Nedumankuzhy Basil

Personal information
- Full name: Nedumankuzhy Poulose Basil
- Born: 20 October 1996 (age 29) Perumbavoor, Kerala, India
- Batting: Right-handed
- Bowling: Right-arm fast-medium
- Role: Bowler

Domestic team information
- 2019-present: Kerala

Career statistics
| Competition | FC | LA | T20 |
| Matches | 12 | 18 | 4 |
| Runs scored | 42 | 38 | 7 |
| Batting average | 8.40 | 38.00 | – |
| 100s/50s | 0/0 | 0/0 | 0/0 |
| Top score | 16* | 15* | 7* |
| Balls bowled | 1,959 | 751 | 71 |
| Wickets | 28 | 16 | 5 |
| Bowling average | 32.03 | 43.18 | 17.60 |
| 5 wickets in innings | 0 | 0 | 0 |
| 10 wickets in match | 0 | 0 | 0 |
| Best bowling | 4/117 | 4/17 | 3/16 |
| Catches/stumpings | 6/0 | 3/0 | 0/– |
- Source: ESPNcricinfo, 8 April 2025

= Nedumankuzhy Basil =

Indian cricketer

Nedumankuzhy Paulose Basil (born 20 October 1996), commonly known as NP Basil, is an Indian cricketer who plays for Kerala in domestic cricket. He is a right-handed medium-pacer.

==Domestic career==
Basil was born on 20 October 1996 in Perumbavoor in Ernakulam district of Kerala. He started his cricketing career at Perumbavoor Cricket Club and later moved to Ernakulam District Academy. He has represented Kerala in all age-group levels.

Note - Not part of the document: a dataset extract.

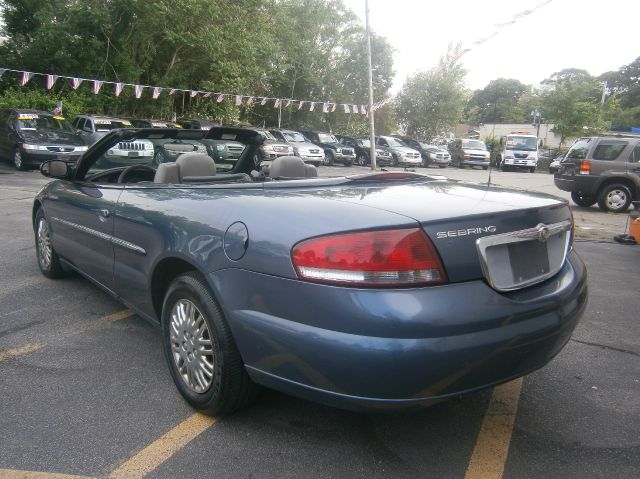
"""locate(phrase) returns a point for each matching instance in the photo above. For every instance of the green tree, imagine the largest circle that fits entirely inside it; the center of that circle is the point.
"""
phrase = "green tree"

He made his first-class debut for Kerala on 27 January 2020 in the 2019–20 Ranji Trophy. He played two matches in the tournament and took four wickets with a best bowling figure of 3/54 against Vidarbha. He made his List A debut on 20 February 2021 for Kerala in the 2020–21 Vijay Hazare Trophy. His best-bowling figure (3 for 57 in eight overs) from the tournament came against Karnataka in a losing cause. He played 5 matches in the tournament and took 5 wickets.

He played for KCA Eagles in the 2020–21 season of KCA President's Cup T20.